2) la Zakât (aumône légale) ; 3) le pèlerinage à La Mecque ; 4) le jeûne (du mois de Ramadan) ; 5) la prière (qui doit être faite cinq fois par jour).3 juil. 2014

14. Quels sont les cinq traits de personnalité ?

L'analyse de milliers de mots décrivant le caractère a abouti à un accord entre chercheurs au niveau international pour cinq grands traits de personnalité : extraverti opposé à introverti ; agréable/froid, consciencieux/bohème, instable émotionnellement (ou névrosisme) opposé à stable, et ouvert opposé à banal.21 juin 2022

15. Quels sont les cinq devoirs de l'enfant ?
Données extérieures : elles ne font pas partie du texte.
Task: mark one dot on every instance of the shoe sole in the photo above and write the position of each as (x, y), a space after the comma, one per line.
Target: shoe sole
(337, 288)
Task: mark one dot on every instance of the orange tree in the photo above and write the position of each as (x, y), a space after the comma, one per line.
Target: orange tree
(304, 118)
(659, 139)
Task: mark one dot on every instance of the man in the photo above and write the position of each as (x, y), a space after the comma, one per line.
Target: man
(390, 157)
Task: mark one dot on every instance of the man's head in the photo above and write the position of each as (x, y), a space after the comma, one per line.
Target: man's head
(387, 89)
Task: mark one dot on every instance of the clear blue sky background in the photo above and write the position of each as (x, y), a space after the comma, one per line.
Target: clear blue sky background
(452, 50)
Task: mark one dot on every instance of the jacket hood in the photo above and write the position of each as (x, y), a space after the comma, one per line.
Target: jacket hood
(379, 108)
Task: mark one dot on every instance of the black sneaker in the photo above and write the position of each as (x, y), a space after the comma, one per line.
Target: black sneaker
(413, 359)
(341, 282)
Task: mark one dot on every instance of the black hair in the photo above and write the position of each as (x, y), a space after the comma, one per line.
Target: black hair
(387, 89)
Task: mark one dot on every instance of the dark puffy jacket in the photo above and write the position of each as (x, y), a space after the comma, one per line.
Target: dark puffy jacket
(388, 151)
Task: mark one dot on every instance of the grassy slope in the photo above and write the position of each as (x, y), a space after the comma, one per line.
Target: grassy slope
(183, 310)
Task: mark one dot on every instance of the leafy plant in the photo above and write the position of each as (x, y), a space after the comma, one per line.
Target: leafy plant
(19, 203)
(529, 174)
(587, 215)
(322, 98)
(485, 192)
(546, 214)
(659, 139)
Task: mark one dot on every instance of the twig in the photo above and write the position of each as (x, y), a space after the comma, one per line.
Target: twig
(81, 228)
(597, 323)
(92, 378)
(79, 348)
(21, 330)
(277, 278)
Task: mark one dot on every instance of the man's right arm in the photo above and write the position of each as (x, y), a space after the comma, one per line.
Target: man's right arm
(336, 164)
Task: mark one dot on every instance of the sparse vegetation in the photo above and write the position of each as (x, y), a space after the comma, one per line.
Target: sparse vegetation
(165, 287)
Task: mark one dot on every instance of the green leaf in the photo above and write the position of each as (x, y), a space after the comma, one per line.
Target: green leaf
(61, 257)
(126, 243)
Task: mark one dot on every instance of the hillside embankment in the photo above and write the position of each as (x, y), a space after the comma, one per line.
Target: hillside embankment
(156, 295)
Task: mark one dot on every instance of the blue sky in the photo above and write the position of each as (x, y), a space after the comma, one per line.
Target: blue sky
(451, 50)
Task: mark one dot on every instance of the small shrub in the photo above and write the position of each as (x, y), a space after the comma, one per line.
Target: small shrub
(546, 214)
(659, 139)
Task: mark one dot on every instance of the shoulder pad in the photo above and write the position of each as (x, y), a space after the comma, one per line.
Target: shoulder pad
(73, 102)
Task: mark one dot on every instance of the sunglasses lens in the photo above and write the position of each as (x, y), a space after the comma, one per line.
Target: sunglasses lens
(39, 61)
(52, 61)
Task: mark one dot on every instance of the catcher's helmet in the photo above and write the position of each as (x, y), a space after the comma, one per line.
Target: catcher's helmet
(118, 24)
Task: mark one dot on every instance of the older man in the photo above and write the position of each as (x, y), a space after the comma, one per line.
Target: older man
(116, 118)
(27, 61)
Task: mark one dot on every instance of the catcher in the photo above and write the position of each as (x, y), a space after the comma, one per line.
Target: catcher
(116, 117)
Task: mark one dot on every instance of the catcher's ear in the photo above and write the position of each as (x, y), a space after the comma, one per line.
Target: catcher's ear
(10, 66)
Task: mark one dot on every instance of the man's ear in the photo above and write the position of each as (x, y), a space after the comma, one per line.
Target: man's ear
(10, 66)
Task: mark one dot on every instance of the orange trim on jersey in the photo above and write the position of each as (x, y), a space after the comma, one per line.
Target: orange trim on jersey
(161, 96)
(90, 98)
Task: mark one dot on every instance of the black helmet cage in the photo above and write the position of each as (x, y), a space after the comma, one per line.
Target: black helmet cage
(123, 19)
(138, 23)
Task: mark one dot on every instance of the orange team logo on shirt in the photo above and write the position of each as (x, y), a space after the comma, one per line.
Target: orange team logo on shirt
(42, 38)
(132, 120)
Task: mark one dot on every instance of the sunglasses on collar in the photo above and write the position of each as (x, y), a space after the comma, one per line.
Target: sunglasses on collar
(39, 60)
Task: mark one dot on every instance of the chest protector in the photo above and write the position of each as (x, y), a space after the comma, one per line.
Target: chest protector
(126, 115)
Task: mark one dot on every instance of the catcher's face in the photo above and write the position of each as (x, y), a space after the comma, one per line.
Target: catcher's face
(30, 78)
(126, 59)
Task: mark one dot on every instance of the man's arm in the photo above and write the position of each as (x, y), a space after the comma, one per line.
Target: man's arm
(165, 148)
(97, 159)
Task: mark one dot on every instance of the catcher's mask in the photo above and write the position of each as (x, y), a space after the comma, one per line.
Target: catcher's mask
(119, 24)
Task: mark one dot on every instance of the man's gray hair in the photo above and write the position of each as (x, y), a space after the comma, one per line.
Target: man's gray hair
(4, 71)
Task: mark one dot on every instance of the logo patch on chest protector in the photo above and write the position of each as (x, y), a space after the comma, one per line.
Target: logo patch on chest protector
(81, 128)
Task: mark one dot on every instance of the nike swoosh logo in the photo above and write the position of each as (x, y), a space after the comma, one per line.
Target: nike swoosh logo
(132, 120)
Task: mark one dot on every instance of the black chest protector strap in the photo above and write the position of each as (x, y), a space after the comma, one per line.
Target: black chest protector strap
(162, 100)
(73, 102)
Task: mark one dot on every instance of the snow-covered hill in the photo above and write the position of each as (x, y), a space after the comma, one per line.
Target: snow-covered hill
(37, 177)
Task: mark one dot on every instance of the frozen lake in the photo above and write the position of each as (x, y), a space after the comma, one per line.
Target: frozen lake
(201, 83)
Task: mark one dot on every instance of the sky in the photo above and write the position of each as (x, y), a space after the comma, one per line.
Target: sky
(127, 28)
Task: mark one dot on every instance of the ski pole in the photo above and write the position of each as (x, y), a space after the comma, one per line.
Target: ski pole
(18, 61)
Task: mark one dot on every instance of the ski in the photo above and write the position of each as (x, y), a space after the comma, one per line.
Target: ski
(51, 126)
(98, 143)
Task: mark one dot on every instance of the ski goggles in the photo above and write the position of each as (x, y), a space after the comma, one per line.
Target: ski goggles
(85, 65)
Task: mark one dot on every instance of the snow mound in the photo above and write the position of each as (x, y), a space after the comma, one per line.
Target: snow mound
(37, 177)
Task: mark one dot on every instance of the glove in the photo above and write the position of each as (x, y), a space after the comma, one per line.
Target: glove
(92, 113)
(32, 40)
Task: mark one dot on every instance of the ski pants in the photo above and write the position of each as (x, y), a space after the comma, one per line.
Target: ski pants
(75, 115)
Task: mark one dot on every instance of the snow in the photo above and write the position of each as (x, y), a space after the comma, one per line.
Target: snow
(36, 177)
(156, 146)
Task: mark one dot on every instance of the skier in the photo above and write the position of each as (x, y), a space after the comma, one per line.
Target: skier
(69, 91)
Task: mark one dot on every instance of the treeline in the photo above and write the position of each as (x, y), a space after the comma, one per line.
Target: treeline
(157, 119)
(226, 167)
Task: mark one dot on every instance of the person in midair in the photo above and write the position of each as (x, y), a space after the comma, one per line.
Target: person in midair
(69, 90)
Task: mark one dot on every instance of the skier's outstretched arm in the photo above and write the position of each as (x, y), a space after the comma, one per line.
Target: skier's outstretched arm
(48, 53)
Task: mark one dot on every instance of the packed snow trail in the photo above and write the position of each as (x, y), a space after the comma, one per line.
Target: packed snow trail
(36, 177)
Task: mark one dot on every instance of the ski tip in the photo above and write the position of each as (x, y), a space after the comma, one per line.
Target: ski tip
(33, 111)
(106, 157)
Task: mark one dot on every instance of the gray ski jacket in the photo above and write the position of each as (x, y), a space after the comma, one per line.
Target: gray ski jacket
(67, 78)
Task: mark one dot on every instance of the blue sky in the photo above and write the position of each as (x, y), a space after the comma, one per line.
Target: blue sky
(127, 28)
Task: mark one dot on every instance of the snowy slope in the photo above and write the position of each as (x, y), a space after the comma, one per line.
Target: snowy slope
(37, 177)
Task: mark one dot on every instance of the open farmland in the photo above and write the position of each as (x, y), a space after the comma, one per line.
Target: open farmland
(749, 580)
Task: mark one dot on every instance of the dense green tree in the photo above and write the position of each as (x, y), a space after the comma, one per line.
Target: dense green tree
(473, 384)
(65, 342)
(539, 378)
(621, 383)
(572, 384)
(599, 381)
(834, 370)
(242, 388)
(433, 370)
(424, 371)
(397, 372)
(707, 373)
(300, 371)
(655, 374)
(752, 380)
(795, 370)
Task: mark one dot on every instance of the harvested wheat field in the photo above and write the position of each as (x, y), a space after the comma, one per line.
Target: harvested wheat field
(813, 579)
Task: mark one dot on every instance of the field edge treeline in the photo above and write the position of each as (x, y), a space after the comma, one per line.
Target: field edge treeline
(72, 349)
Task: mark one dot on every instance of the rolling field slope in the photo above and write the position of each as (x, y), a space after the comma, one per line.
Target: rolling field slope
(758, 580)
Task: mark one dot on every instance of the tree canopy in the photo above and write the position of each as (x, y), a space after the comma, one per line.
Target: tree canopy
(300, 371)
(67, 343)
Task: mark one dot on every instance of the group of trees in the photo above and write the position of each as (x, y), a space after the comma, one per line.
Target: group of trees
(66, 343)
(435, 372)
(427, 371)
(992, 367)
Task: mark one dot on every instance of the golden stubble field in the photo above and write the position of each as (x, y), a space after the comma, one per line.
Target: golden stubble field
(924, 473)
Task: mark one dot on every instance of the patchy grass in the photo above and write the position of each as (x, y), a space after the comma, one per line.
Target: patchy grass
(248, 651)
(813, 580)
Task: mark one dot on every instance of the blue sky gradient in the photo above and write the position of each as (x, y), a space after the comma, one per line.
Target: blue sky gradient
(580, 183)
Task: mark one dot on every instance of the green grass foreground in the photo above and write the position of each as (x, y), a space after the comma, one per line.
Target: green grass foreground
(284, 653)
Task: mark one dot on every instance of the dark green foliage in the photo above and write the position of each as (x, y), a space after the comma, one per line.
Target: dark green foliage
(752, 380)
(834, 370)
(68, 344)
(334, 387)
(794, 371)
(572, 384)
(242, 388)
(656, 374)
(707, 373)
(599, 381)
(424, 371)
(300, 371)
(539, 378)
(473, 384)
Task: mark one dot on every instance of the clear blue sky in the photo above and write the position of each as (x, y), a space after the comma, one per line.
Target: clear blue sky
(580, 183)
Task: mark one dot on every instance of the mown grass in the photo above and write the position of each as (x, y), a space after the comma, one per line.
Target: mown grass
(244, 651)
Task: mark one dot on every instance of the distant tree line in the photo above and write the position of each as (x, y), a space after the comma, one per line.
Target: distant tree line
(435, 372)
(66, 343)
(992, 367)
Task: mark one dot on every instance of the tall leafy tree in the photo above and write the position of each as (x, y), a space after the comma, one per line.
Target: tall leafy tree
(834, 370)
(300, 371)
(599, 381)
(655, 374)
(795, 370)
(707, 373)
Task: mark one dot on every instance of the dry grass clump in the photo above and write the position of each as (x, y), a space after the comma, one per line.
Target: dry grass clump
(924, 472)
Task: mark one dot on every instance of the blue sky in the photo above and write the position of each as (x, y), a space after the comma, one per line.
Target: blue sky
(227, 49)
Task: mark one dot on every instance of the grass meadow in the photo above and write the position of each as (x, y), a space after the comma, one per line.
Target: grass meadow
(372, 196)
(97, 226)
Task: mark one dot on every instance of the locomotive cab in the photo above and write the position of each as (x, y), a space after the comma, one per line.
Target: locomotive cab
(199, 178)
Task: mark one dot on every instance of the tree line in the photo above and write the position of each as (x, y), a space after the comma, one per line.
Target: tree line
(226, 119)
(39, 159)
Cela passe notamment par le respect de la parole d'autrui, l'obligation d'aller à l'école, le devoir de respecter les autres, mais aussi le devoir de respecter les règles, la loi (règlement de l'école, lois françaises), ainsi que le devoir de s'engager contre toute forme d'exploitation et toute forme de discrimination.7 août 1990

16. Quel sport est le plus facile à parier ?

Le tennis. Un sport plus facile à pronostiquer que les deux autres même s'il est nécessaire de connaître une série de critères avant de se lancer. Dans un premier temps, le classement ATP du joueur ne veut souvent rien dire. Au tennis, on ne change pas de place comme au football.

17. Comment 1xBet remboursé ?

S'il y a victoire de votre équipe, alors vous empochez votre gain. Si, par contre, il y a match nul avec score vierge de 0-0 en première mi-temps et qu'à la fin de la rencontre votre équipe perd son match, vous serez remboursé.

18. Quel site remboursé le premier pari en cash ?

On rappelle que PMU est le seul site qui rembourse encore en cash le premier pari.

19. Qui est ZEbet ?

ZEbet est un opérateur de paris sportifs qui a obtenu l'agrément de l'ARJEL (Autorité de régulation des jeux en ligne) en 2014, peu avant la coupe du monde de football.

20. Quel est le meilleur entre Betclic et Winamax ?

L'offre de Winamax est meilleure que celle de Betclic. Elle est accessible à partir de 3 matchs (5 sur Betclic) et permet de remporter jusqu'à 100% de bonus (50% sur Betclic). ⚽ Pari combiné sur 1 match unique : formule de jeu aussi révolutionnaire que le cash out en son temps.

21. Ou parier tabac ?

Parier au tabac : comment ça marche ?
  • Se rendre dans le bureau de tabac le plus proche ;
  • Se rendre à la borne FDJ ;
  • Choisir un match de plusieurs matchs sur la liste affichée ;
  • Remplir un bulletin de pari avec le numéro des matchs, votre prédiction et votre mise ;
  • Donner le bulletin FDJ au buraliste ;

22. Comment faire sortir de l'argent sur 1xbet ?

Une fois que vous cliquez sur ce logo, un menu s'ouvre alors sur la gauche de l'écran, avec toutes les options disponibles de votre compte, votre solde y sera également affiché. Cliquez sur "Retirer des fonds" pour accéder à la page des retraits sur laquelle de nombreuses méthodes de retrait seront affichées.

23. Quel est le numéro WhatsApp de 1xBet ?

1xbet Côte d'Ivoire - Contacter ce numéro WhatsApp 777942831 | Facebook.

24. Comment avoir 1xBet personnalisé ?

Connectez-vous sur le site internet 1xBet. Cliquez sur l'onglet «inscription» placé en haut et à droite de l'écran. Choisissez le mode d'inscription (en un clic, par réseaux sociaux, par email, par téléphone). Choisissez votre nationalité, puis cliquez sur «s'inscrire».

25. Comment gagner 1.000 euros sur TikTok ?

Pour gagner de l'argent avec TikTok, vous devez être âgé de 18 ans ou plus, avoir au moins 10 000 abonnés et avoir eu plus de 100 000 vues sur vos vidéos au cours des 30 derniers jours. Vous pouvez ensuite vous adresser au TikTok Creator Fund via l'application.